En la noche del 13 al 14 de junio, en la ciudad de Yelwata, en el área administrativa local de Gouma, en el estado de Benue, Nigeria, se produjo una terrible masacre en la que unas doscientas personas fueron asesinadas con extrema crueldad, la mayoría de ellas desplazados internos acogidos por la misión católica local. Rezo para que la seguridad, la justicia y la paz prevalezcan en Nigeria, un país querido y tan afectado por diversas formas de violencia. Y rezo especialmente por las comunidades cristianas rurales del estado de Benue, que son víctimas incesantes de la violencia.

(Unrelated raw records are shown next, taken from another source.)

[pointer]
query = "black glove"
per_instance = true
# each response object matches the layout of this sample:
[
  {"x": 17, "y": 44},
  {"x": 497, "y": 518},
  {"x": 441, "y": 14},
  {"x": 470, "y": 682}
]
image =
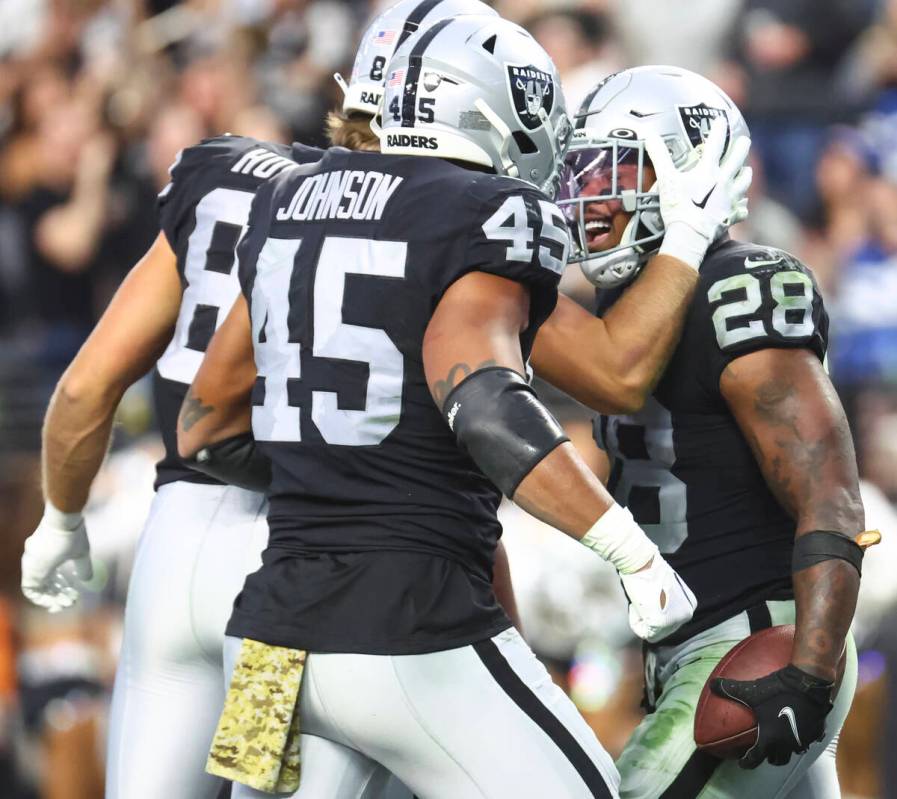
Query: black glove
[{"x": 790, "y": 707}]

Pienso también en la República de Sudán, devastada por la violencia desde hace ya más de dos años. Me ha llegado la triste noticia de la muerte del sacerdote Luke Jumu, párroco de El Fasher, víctima de un bombardeo. Mientras aseguro mis oraciones por él y por todas las víctimas, renuevo el llamamiento a los combatientes para que se detengan, protejan a los civiles y emprendan un diálogo por la paz. Exhorto a la comunidad internacional a intensificar sus esfuerzos para proporcionar al menos la asistencia esencial a la población, gravemente afectada por la crisis humanitaria.

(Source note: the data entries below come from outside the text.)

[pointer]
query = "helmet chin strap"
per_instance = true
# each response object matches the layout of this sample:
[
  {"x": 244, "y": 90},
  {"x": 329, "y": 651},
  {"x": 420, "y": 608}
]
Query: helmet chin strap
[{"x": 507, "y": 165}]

Seguimos rezando por la paz en Oriente Medio, en Ucrania y en todo el mundo.
Esta tarde, en la Basílica de San Pablo Extramuros, será beatificado Floribert Bwana Chui, joven mártir congoleño. Fue asesinado a los veintiséis años porque, como cristiano, se oponía a la injusticia y defendía a los pequeños y a los pobres. ¡Que su testimonio dé valor y esperanza a los jóvenes de la República Democrática del Congo y de toda África!
¡Feliz domingo a todos! Y a ustedes, jóvenes, les digo: ¡los espero dentro de un mes para el Jubileo de los jóvenes! Que la Virgen María, Reina de la Paz, interceda por nosotros.